Make the planner estimate costs for nestloop inner indexscans on the basis

that the Mackert-Lohmann formula applies across all the repetitions of the nestloop, not just each scan independently. We use the M-L formula to estimate the number of pages fetched from the index as well as from the table; that isn't what it was designed for, but it seems reasonably applicable anyway. This makes large numbers of repetitions look much cheaper than before, which accords with many reports we've received of overestimation of the cost of a nestloop. Also, change the index access cost model to charge random_page_cost per index leaf page touched, while explicitly not counting anything for access to metapage or upper tree pages. This may all need tweaking after we get some field experience, but in simple tests it seems to be giving saner results than before. The main thing is to get the infrastructure in place to let cost_index() and amcostestimate functions take repeated scans into account at all. Per my recent proposal. Note: this patch changes pg_proc.h, but I did not force initdb because the changes are basically cosmetic --- the system does not look into pg_proc to decide how to call an index amcostestimate function, and there's no way to call such a function from SQL at all.

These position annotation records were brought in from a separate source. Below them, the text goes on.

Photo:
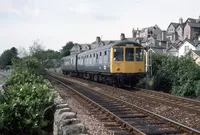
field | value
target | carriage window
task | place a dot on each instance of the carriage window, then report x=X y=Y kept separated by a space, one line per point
x=118 y=54
x=129 y=54
x=97 y=56
x=105 y=53
x=139 y=54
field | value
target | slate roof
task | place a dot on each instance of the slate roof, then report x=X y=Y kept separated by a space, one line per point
x=193 y=42
x=174 y=24
x=191 y=20
x=196 y=25
x=158 y=49
x=196 y=52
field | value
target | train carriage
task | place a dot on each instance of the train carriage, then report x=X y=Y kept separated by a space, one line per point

2025-10-28 11:55:03 +03:00 · 2006-06-06 17:59:58 +00:00
parent 05631354f3
commit 8a30cc2127
14 changed files with 340 additions and 202 deletions
--- a/src/backend/optimizer/path/costsize.c
+++ b/src/backend/optimizer/path/costsize.c
@@ -54,7 +54,7 @@
 * Portions Copyright (c) 1994, Regents of the University of California
 *
 * IDENTIFICATION
- *	  $PostgreSQL: pgsql/src/backend/optimizer/path/costsize.c,v 1.157 2006/06/05 20:56:33 tgl Exp $
+ *	  $PostgreSQL: pgsql/src/backend/optimizer/path/costsize.c,v 1.158 2006/06/06 17:59:57 tgl Exp $
 *
 *-------------------------------------------------------------------------
 */
@@ -133,7 +133,7 @@ clamp_row_est(double nrows)

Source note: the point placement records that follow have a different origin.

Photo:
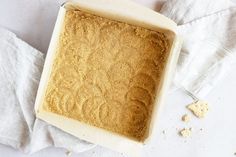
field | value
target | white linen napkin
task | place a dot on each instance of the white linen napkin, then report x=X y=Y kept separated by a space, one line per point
x=208 y=29
x=20 y=71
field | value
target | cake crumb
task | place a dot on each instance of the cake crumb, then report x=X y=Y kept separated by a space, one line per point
x=199 y=108
x=186 y=132
x=68 y=153
x=186 y=118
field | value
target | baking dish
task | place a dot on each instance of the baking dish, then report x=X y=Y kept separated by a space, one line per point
x=124 y=11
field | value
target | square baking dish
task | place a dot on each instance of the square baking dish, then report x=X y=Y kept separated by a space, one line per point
x=123 y=12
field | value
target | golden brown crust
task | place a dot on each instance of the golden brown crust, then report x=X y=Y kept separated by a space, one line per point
x=106 y=73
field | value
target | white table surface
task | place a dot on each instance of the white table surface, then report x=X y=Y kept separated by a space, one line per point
x=33 y=21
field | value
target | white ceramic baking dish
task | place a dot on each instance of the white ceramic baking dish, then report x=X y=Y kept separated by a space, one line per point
x=120 y=10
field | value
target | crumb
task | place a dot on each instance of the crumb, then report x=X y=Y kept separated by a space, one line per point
x=199 y=108
x=68 y=153
x=186 y=118
x=186 y=132
x=163 y=132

 	 * better and to avoid possible divide-by-zero when interpolating costs.
 	 * Make it an integer, too.
 	 */
-	if (nrows < 1.0)
+	if (nrows <= 1.0)
 		nrows = 1.0;
 	else
 		nrows = rint(nrows);
@@ -181,8 +181,10 @@ cost_seqscan(Path *path, PlannerInfo *root,
 *
 * 'index' is the index to be used
 * 'indexQuals' is the list of applicable qual clauses (implicit AND semantics)

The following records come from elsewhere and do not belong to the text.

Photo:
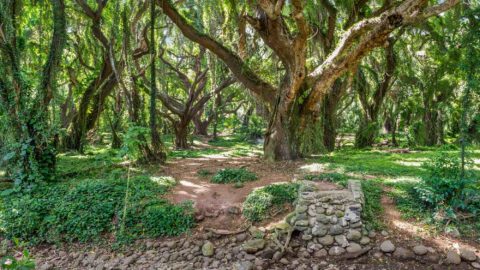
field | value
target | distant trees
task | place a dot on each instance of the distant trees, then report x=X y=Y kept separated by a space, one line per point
x=306 y=90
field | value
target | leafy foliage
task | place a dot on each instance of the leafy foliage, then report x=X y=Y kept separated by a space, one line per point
x=233 y=175
x=85 y=211
x=337 y=178
x=259 y=202
x=443 y=189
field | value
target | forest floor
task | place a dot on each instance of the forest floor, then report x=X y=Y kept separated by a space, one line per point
x=394 y=169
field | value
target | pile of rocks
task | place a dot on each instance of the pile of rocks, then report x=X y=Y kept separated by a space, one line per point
x=330 y=221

- * 'is_injoin' is T if we are considering using the index scan as the inside
- *		of a nestloop join (hence, some of the indexQuals are join clauses)
+ * 'outer_rel' is the outer relation when we are considering using the index
+ *		scan as the inside of a nestloop join (hence, some of the indexQuals
+ *		are join clauses, and we should expect repeated scans of the index);
+ *		NULL for a plain index scan
 *
 * cost_index() takes an IndexPath not just a Path, because it sets a few
 * additional fields of the IndexPath besides startup_cost and total_cost.
@@ -200,7 +202,7 @@ void
 cost_index(IndexPath *path, PlannerInfo *root,
 		   IndexOptInfo *index,
 		   List *indexQuals,
-		   bool is_injoin)
+		   RelOptInfo *outer_rel)
 {
 	RelOptInfo *baserel = index->rel;
 	Cost		startup_cost = 0;
@@ -215,8 +217,6 @@ cost_index(IndexPath *path, PlannerInfo *root,
 	Cost		cpu_per_tuple;
 	double		tuples_fetched;
 	double		pages_fetched;
-	double		T,
-				b;

 	/* Should only be applied to base relations */
 	Assert(IsA(baserel, RelOptInfo) &&
@@ -233,10 +233,11 @@ cost_index(IndexPath *path, PlannerInfo *root,
 	 * the fraction of main-table tuples we will have to retrieve) and its
 	 * correlation to the main-table tuple order.
 	 */
-	OidFunctionCall7(index->amcostestimate,
+	OidFunctionCall8(index->amcostestimate,
 					 PointerGetDatum(root),
 					 PointerGetDatum(index),
 					 PointerGetDatum(indexQuals),
+					 PointerGetDatum(outer_rel),
 					 PointerGetDatum(&indexStartupCost),
 					 PointerGetDatum(&indexTotalCost),
 					 PointerGetDatum(&indexSelectivity),
@@ -254,45 +255,157 @@ cost_index(IndexPath *path, PlannerInfo *root,
 	startup_cost += indexStartupCost;
 	run_cost += indexTotalCost - indexStartupCost;

+	/* estimate number of main-table tuples fetched */
+	tuples_fetched = clamp_row_est(indexSelectivity * baserel->tuples);
+
 	/*----------
-	 * Estimate number of main-table tuples and pages fetched.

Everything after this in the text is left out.